Nous ne pouvons donc que trop vous conseiller de découvrir ce premier film réussi d’un ancien réalisateur de vidéoclips (Flo Rida, Vanessa Hudgens, R. Kelly, Avril Lavigne…) et qui est voué à faire reparler de lui prochainement.
Vu le 14 juin 2014 au Balzac, Salle 02, en VO
Par Tootpadu 21/08/2013
« Les Américains à l’étranger » compte parmi nos sujets de prédilection au cinéma. Voir les maîtres du monde autoproclamés tituber d’une contrariété à l’autre, surtout parce qu’ils ont un mal fou à s’adapter au style de vie local en abandonnant leurs lunettes américaines à travers lesquelles ils regardent le monde avec une dose considérable de préjugés manichéens, a toujours quelque chose de malicieusement réconfortant pour nous.
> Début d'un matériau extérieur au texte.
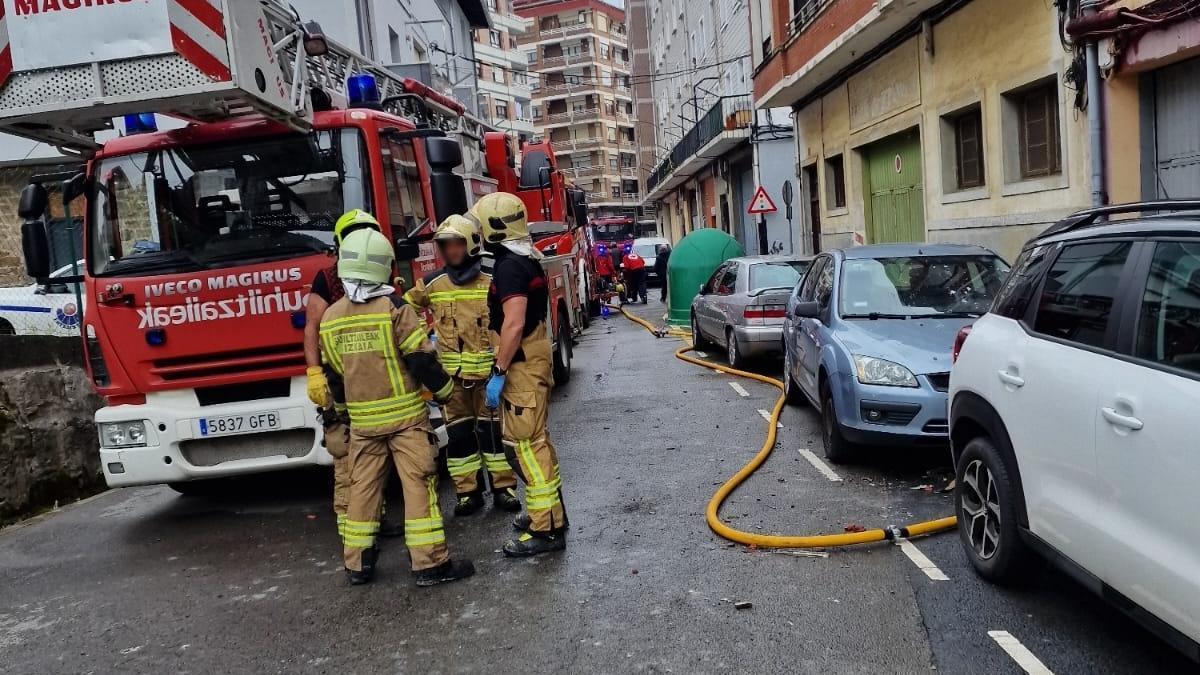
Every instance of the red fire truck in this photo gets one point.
(201, 242)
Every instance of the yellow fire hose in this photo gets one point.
(712, 513)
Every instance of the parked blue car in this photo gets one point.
(869, 334)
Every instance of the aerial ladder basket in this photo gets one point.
(201, 60)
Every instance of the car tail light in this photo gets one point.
(959, 340)
(761, 312)
(96, 359)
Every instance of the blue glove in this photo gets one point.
(495, 386)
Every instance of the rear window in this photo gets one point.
(777, 275)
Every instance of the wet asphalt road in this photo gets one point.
(144, 580)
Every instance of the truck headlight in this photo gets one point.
(123, 434)
(885, 372)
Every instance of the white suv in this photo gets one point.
(1071, 416)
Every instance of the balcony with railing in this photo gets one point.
(821, 39)
(725, 126)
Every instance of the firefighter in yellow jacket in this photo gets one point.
(517, 303)
(457, 298)
(378, 346)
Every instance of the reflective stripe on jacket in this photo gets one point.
(365, 344)
(460, 320)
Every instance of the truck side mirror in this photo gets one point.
(33, 202)
(76, 186)
(448, 189)
(808, 310)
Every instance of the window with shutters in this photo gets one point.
(969, 149)
(1038, 131)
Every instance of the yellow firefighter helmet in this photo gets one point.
(501, 216)
(366, 256)
(353, 219)
(461, 227)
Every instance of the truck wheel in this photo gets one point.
(563, 352)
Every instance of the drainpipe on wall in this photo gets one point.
(1095, 115)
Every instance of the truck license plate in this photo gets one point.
(246, 423)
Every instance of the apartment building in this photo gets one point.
(927, 120)
(712, 149)
(502, 70)
(579, 59)
(429, 40)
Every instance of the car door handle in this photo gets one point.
(1117, 419)
(1009, 378)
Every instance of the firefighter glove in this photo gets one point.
(495, 386)
(318, 387)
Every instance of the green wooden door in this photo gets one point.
(895, 204)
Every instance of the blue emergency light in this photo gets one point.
(363, 90)
(141, 123)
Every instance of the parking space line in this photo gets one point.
(922, 561)
(1023, 656)
(766, 416)
(820, 465)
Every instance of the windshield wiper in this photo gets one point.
(949, 315)
(876, 316)
(178, 261)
Certes, cet exil choisi ou subi peut prendre la forme d’une invasion bornée et brutale comme dans l’univers de Taken ou verser dans la complaisance nombriliste comme dans Lost in translation de Sofia Coppola. Mais même ces regards tendancieux sur des Américains types déracinés nous en disent long sur l’état d’esprit d’une super-nation pas prête à faire amende honorable pour ses nombreux défauts. Que les films qui prônent le dépaysement avec toutes ses vicissitudes sont le plus souvent réalisés par des Américains est sans doute pour beaucoup dans la vision caricaturale des pays étrangers que ces œuvres de propagande larvée véhiculent. D’où l’attrait particulier de ce film chilien, qui est un cas d’école plutôt réussi sur la perception subjective et la réalité déformée qu’elle produit.
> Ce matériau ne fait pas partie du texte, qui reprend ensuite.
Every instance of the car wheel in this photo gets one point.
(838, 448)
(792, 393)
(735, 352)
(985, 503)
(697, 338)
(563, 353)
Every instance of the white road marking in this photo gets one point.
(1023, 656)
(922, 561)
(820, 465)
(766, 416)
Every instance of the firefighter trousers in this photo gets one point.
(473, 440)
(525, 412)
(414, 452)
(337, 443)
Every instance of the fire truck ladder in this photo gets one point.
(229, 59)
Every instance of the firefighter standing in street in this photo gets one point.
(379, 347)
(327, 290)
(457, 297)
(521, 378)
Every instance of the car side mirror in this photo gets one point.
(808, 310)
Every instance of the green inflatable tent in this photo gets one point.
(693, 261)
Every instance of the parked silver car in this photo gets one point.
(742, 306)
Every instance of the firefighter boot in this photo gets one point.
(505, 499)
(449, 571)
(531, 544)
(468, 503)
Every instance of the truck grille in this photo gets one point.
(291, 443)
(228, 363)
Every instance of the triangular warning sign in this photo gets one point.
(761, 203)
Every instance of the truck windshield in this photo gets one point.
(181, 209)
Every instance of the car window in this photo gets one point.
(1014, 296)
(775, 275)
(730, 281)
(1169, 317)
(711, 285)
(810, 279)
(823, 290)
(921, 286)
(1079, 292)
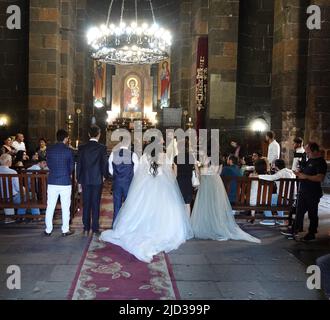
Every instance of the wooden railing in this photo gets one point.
(32, 191)
(286, 194)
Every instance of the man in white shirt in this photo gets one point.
(299, 152)
(19, 144)
(281, 173)
(274, 148)
(123, 164)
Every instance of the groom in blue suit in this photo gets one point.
(123, 163)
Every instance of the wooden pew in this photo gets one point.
(286, 195)
(33, 192)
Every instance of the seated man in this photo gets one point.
(5, 164)
(281, 172)
(232, 170)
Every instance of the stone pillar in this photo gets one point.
(181, 55)
(223, 37)
(318, 84)
(289, 72)
(67, 38)
(44, 69)
(199, 25)
(13, 70)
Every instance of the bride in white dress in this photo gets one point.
(212, 216)
(153, 218)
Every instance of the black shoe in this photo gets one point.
(288, 232)
(308, 237)
(69, 233)
(97, 233)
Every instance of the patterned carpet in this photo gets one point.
(107, 272)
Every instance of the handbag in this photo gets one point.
(195, 180)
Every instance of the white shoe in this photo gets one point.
(267, 223)
(282, 223)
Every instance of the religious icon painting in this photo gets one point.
(164, 83)
(132, 94)
(99, 90)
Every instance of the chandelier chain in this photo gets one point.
(109, 13)
(152, 11)
(122, 11)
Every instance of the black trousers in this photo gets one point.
(91, 206)
(307, 203)
(324, 264)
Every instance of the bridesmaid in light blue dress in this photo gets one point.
(212, 216)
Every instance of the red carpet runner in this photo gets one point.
(107, 272)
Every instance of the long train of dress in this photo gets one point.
(212, 216)
(153, 218)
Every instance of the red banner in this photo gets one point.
(201, 81)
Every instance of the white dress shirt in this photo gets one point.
(281, 174)
(295, 163)
(19, 146)
(274, 151)
(135, 160)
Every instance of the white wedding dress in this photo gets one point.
(153, 218)
(212, 216)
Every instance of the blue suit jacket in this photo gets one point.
(92, 163)
(60, 162)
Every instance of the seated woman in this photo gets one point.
(41, 151)
(8, 147)
(20, 159)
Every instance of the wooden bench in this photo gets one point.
(285, 201)
(33, 192)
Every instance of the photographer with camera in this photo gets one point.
(311, 174)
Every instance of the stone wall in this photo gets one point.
(318, 84)
(56, 66)
(13, 70)
(255, 48)
(289, 72)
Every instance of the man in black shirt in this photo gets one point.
(311, 176)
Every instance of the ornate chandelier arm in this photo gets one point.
(109, 13)
(152, 11)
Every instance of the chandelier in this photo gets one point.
(128, 44)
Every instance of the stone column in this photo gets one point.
(318, 83)
(289, 72)
(44, 68)
(181, 57)
(223, 37)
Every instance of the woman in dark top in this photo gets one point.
(184, 172)
(8, 147)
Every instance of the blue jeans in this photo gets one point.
(22, 211)
(274, 203)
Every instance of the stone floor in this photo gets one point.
(275, 269)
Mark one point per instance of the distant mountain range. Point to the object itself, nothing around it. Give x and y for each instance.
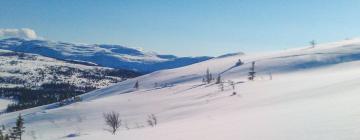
(114, 56)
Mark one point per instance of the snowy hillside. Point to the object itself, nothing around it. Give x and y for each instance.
(299, 94)
(114, 56)
(19, 69)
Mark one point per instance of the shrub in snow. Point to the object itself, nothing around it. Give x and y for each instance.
(112, 119)
(252, 72)
(152, 120)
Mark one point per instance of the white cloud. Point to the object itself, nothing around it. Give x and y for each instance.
(21, 33)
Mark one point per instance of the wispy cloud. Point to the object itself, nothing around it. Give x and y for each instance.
(21, 33)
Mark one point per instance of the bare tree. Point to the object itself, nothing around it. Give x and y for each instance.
(252, 72)
(313, 43)
(208, 77)
(136, 85)
(218, 79)
(152, 120)
(221, 86)
(112, 119)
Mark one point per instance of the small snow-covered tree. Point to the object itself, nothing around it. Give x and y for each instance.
(252, 71)
(313, 43)
(239, 62)
(136, 86)
(18, 130)
(232, 84)
(221, 86)
(208, 76)
(112, 120)
(218, 79)
(152, 120)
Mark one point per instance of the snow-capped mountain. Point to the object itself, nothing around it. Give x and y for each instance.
(32, 80)
(114, 56)
(31, 70)
(298, 94)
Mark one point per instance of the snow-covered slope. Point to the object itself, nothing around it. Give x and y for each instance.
(30, 70)
(298, 94)
(114, 56)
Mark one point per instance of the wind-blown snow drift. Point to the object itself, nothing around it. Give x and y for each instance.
(313, 95)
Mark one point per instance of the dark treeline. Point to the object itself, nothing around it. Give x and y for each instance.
(48, 93)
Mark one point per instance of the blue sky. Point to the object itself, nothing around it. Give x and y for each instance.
(187, 27)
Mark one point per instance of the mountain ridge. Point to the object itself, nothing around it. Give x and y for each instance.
(114, 56)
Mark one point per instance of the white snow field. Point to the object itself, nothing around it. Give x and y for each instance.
(3, 104)
(314, 94)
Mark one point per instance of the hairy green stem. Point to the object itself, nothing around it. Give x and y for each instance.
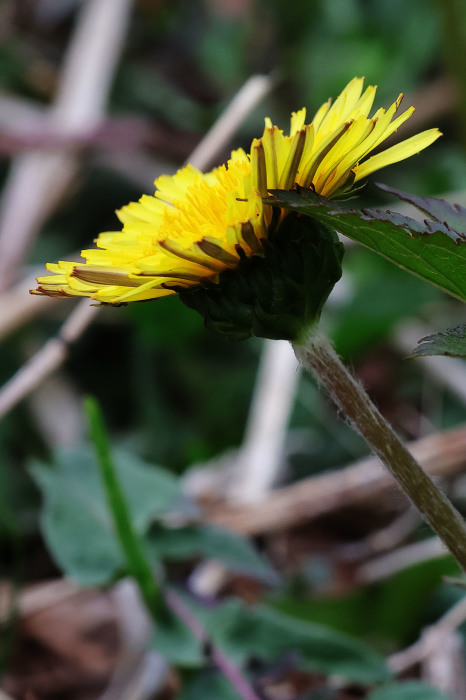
(316, 354)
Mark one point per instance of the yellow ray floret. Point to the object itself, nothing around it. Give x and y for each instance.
(198, 225)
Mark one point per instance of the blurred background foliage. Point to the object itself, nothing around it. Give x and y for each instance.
(171, 392)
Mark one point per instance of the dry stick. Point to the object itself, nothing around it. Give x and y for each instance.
(223, 663)
(358, 484)
(38, 180)
(317, 355)
(260, 456)
(48, 359)
(53, 354)
(251, 93)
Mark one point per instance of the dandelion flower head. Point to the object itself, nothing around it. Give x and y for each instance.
(198, 225)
Alors qu’il peut paraître normal qu’Alicia ne se sente pas vraiment bien accueillie au Chili, faute de savoir parler espagnol et à cause des circonstances de son arrivée tardive, cette hostilité perçue va crescendo jusqu’à ce que le malaise oppressant que la narration distille magistralement éclate dans la folie. Le récit de Magic magic accomplit le numéro d’équilibriste prodigieux sur le fil ténu entre la démence et la paranoïa qui a déjà été fatal pour nombre de thrillers psychologiques avant lui. La mise en scène de Sebastian Silva suscite un climat d’angoisse diffuse qui pourrait déboucher sur différents extrêmes de la concrétisation de la peur. Sa plus grande qualité est de guère forcer le trait et de laisser ainsi le soupçon et les velléités de tous les personnages de maintenir à tout prix les apparences faire librement leurs ravages. Que le périple mental d’Alicia se termine par une séance de rituels ancestraux est alors la cerise sur le gâteau de cette descente aux enfers d’une adolescente américaine, en premier lieu effarée par un monde subtilement bestial et viscéral – et donc complètement à l’opposé de la logique rassurante propre à la philosophie américaine – qu’elle ne comprend point.
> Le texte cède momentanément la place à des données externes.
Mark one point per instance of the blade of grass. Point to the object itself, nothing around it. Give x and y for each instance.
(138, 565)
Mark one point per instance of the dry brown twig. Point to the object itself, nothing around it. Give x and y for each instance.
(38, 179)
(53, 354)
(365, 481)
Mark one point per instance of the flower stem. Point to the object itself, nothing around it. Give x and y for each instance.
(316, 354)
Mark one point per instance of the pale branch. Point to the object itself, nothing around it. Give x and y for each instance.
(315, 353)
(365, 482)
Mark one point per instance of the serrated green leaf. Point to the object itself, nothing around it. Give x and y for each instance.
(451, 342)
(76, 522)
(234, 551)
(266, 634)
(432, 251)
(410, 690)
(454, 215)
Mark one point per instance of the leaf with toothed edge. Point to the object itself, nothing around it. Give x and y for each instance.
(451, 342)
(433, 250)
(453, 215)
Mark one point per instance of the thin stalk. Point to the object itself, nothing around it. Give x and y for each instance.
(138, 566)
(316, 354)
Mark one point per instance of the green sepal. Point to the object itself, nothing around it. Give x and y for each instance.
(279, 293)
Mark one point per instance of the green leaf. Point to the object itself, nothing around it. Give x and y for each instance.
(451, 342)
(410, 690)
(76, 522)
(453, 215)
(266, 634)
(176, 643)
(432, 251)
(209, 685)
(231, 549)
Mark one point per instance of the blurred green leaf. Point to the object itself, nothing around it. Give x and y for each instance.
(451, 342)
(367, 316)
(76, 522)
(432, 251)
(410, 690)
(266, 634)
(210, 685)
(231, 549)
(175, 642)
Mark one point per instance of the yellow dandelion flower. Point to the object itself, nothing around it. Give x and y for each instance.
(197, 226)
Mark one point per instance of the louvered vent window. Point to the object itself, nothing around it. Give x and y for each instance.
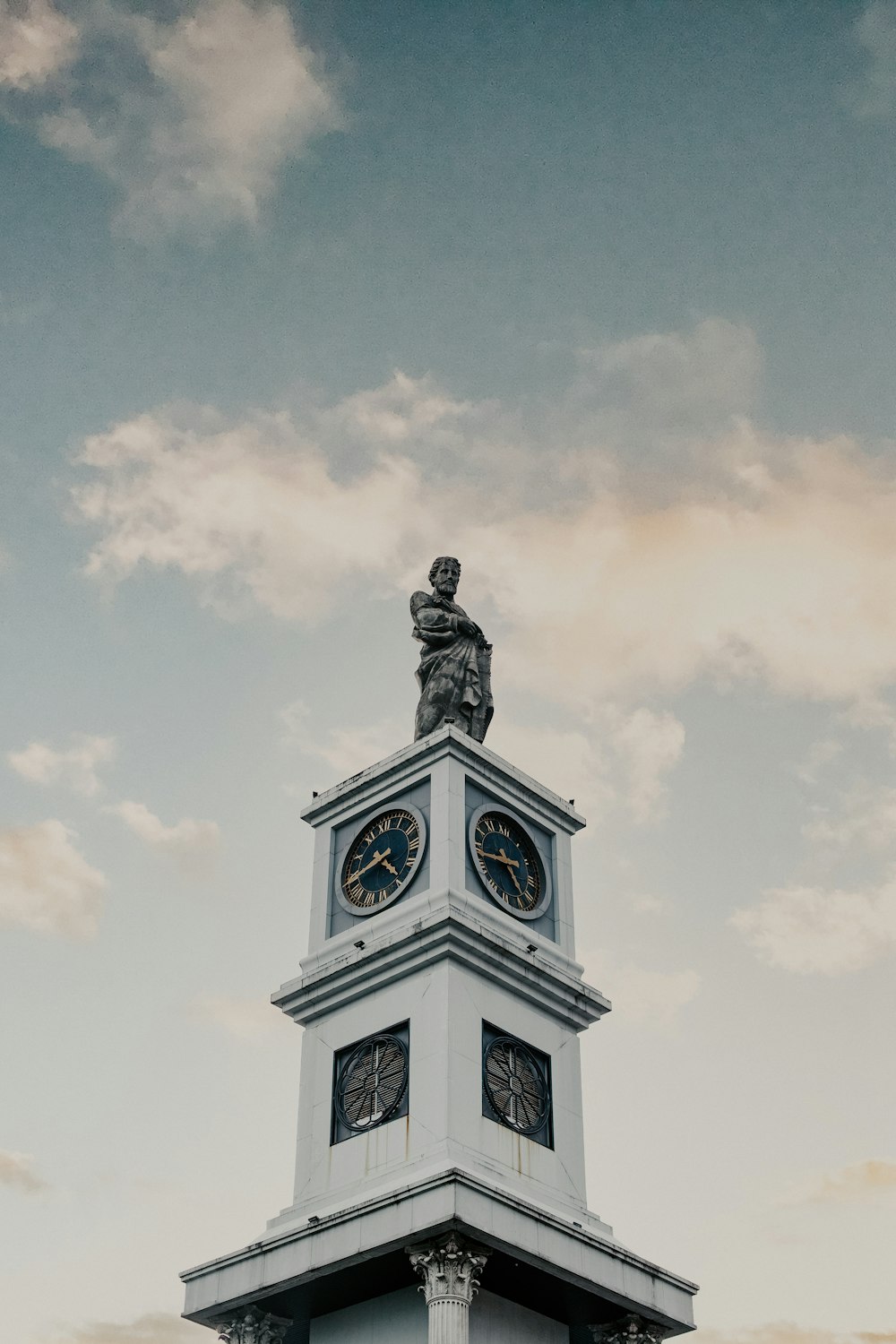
(516, 1085)
(370, 1083)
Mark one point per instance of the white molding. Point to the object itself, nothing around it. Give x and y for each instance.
(450, 1199)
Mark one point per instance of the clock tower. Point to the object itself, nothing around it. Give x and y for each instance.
(440, 1161)
(440, 1167)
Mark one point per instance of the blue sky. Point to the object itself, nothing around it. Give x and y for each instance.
(598, 297)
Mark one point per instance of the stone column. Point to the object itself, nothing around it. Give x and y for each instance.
(450, 1271)
(250, 1325)
(629, 1330)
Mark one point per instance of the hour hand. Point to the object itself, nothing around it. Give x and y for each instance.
(504, 859)
(378, 857)
(498, 857)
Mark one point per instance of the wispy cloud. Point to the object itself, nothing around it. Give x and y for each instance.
(641, 995)
(18, 1172)
(864, 816)
(814, 930)
(244, 1019)
(874, 30)
(191, 118)
(74, 766)
(37, 42)
(46, 884)
(764, 567)
(191, 843)
(153, 1328)
(857, 1185)
(346, 749)
(786, 1332)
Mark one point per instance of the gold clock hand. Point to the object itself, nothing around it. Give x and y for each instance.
(498, 857)
(378, 857)
(512, 873)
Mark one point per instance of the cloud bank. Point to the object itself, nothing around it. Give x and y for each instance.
(191, 120)
(75, 766)
(815, 930)
(187, 840)
(772, 564)
(46, 884)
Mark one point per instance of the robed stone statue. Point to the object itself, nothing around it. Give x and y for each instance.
(455, 661)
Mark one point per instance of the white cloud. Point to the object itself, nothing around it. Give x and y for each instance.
(46, 884)
(648, 745)
(190, 118)
(810, 930)
(75, 766)
(818, 755)
(401, 410)
(16, 1172)
(37, 42)
(153, 1328)
(677, 379)
(190, 841)
(780, 582)
(874, 31)
(770, 567)
(245, 1019)
(866, 816)
(857, 1185)
(247, 508)
(567, 761)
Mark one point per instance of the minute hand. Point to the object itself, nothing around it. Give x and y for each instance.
(498, 857)
(378, 857)
(504, 857)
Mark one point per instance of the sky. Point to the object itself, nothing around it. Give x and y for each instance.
(599, 298)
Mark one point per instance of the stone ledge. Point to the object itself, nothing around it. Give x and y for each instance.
(443, 742)
(444, 929)
(576, 1260)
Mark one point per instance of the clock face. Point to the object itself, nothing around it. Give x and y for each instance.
(382, 859)
(508, 863)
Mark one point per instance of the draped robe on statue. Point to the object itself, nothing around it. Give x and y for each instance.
(455, 669)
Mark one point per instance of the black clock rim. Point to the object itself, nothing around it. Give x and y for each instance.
(387, 1115)
(547, 894)
(366, 911)
(527, 1131)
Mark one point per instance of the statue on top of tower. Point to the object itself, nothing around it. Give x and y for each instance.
(455, 660)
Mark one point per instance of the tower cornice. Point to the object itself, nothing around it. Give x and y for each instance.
(444, 925)
(406, 763)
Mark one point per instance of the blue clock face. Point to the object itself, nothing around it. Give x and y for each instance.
(508, 862)
(382, 859)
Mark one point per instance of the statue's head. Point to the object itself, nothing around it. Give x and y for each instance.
(445, 575)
Les très belles images de la nature chilienne qui ouvrent le quatrième film de Sebastian Silva ne sont qu’un des subterfuges formels qui sont censé détourner notre attention des intentions savoureusement maléfiques de l’histoire. En dépit du point d’identification principal qu’est bien sûr Alicia, la nature énigmatique des autres personnages, très humains dans leur bizarrerie inquiétante, contribue grandement au ton suffocant d’un film, qui brouille adroitement les pistes entre la perversion et l’hystérie, au cours d’une partie de campagne qui tourne progressivement au cauchemar.